Here’s the lowdown on the different pre- and post-wedding gatherings and whether a gift is called for on the joyous occasions:

• Engagement Parties: As a general rule, gifts are not given at an engagement party. (Close friends and relatives of the bride and groom may want to give engagement gifts, in which case they should be presented to the couple in private.) This tradition is currently in a state of change, however. Depending on where you live, giving a gift at the engagement party may now be expected. Check with your host if you’re unsure what to do.

• Showers: You absolutely should bring a gift to a wedding shower (that’s the whole point of the party, after all!). If there’s a gift theme, try and stick to it—it will be more fun for the couple and the other guests that way. If you can’t attend the shower, you don’t need to send a gift, but can if you’d like.

• Bachelorette Parties: Gifts aren’t necessary at bachelorette parties, although the hosts may want to provide guests with some inexpensive token gift to remember the evening by.

• Attendants’ Parties: Although no gifts are expected at these parties, the bride and groom can use them as opportunities to give gifts to their attendants—although this may also be done at the rehearsal dinner.

• Rehearsal Dinners: Guests do not bring gifts for the rehearsal dinner. However, the bride and groom may exchange gifts with their attendants at this time.

• Wedding Receptions: Gifts are always given by invited guests to the bride and groom on the occasion of their wedding, even if a guest can’t attend. Gifts may be sent before the date to whatever address the bride and groom designate, or brought to the wedding and left wrapped with an accompanying card on the gifts table. A wedding gift also can be sent after the fact, but this should be done as soon as possible.

• Belated Receptions: There’s an important distinction to be made here: Gifts are given because of weddings, not because of receptions. If a guest is invited only to a belated reception and not to the wedding itself, then a gift doesn’t officially need to be given. In short, think about it this way: One wedding invitation, one present.

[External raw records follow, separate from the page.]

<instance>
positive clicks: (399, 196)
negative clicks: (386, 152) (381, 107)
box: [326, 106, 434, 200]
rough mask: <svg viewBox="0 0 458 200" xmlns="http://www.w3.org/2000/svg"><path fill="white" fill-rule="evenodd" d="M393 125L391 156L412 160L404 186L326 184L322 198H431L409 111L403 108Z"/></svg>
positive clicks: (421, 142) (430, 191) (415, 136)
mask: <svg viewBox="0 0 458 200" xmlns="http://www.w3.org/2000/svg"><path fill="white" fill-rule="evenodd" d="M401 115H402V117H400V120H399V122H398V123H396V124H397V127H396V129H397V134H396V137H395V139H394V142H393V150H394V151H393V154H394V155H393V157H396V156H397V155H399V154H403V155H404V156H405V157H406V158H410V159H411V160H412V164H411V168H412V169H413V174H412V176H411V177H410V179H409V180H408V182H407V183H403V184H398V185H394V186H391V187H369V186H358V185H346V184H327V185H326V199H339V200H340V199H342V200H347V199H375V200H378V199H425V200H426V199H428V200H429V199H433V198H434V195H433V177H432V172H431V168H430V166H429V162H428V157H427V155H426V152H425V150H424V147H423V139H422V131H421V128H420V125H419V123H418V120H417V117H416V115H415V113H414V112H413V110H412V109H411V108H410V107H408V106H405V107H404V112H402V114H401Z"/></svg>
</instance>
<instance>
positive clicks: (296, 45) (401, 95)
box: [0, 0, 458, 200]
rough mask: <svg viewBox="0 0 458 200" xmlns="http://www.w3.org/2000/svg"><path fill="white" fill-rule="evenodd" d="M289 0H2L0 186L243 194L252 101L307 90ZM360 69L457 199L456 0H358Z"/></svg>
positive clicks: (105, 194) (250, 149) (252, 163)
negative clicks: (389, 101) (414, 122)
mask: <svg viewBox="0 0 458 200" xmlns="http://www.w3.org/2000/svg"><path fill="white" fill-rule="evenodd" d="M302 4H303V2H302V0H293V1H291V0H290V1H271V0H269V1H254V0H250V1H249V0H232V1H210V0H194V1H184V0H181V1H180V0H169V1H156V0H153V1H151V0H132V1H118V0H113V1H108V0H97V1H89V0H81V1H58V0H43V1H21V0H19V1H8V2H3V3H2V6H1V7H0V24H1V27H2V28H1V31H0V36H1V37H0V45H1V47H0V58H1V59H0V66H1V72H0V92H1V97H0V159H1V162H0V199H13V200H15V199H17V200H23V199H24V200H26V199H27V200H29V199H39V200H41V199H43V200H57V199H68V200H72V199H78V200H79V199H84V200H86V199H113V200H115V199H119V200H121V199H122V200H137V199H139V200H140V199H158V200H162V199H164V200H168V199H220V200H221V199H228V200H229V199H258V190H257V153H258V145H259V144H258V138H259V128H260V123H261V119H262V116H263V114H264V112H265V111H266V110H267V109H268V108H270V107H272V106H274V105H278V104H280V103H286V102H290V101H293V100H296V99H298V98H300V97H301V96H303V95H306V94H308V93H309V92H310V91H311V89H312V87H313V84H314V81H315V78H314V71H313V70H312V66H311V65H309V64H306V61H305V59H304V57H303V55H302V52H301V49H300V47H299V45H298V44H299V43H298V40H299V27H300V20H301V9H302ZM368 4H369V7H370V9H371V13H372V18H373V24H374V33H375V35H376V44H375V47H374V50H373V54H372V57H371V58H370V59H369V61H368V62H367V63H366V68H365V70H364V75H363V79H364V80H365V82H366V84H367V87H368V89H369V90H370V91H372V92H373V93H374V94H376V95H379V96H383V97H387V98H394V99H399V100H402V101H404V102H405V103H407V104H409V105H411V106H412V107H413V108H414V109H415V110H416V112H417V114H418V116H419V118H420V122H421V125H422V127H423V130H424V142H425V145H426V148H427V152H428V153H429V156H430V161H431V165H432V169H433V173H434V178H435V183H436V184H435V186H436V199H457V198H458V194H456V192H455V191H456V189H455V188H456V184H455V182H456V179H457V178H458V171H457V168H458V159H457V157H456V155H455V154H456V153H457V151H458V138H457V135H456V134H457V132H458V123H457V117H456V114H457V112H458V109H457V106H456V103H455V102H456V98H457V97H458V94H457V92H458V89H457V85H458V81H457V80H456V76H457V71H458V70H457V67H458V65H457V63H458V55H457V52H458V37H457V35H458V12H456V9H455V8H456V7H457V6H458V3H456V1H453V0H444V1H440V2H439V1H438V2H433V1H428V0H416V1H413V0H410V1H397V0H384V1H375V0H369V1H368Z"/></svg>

• Destination Weddings: Wedding presents are given if you’ve been invited to a destination wedding. However, since attending one can be very expensive, it’s OK to spend a bit less on the gift than you’d normally consider. Due to the expense, many couples will ask those guests who made the trip not to give them presents at all.

Q: haven’t had time to find a gift for my friends prior to their wedding. But I have up to a year after their wedding to send a gift, right?

A: No, not really. The idea that you have a year in which to send a wedding gift is a myth. While I’m not endorsing the one-year rule, the bottom line is: better late than never. I’ve heard from a lot of couples who were really hurt that one of their guests didn’t send a present. This isn’t about greed for gifts. The fact is, lack of a gift translates into a feeling that the guest must not care enough to bother. In the end, it’s always best to send a gift—no matter how late it is—along with a note apologizing for the delay.

Q: I’m asking guests not to bring gifts to my engagement party, but I’m worried that some people will anyway. What should I do if this happens?

A: The phrase “No gifts, please” really does mean no gifts. If some guests ignore this request, however, and show up with a gift in hand, you should simply smile, thank them graciously (throwing in a “You didn’t have to do that!” also is certainly in order), put the gift aside to be opened later, and then just let it go. Don’t express annoyance or refuse the gift. Do reassure (in private) any guests worried about not having brought a gift that they were perfectly in the right for not bringing one.

Q: Is there a set amount that I should spend on a wedding gift?

A: How much you choose to spend on a present is always up to you. There’s no etiquette rule or formula for figuring out how much you should spend on a gift for a shower or wedding. Instead, think about your budget and your relationship with the person. Don’t feel guilty if you want to spend more on your sister than on your second cousin.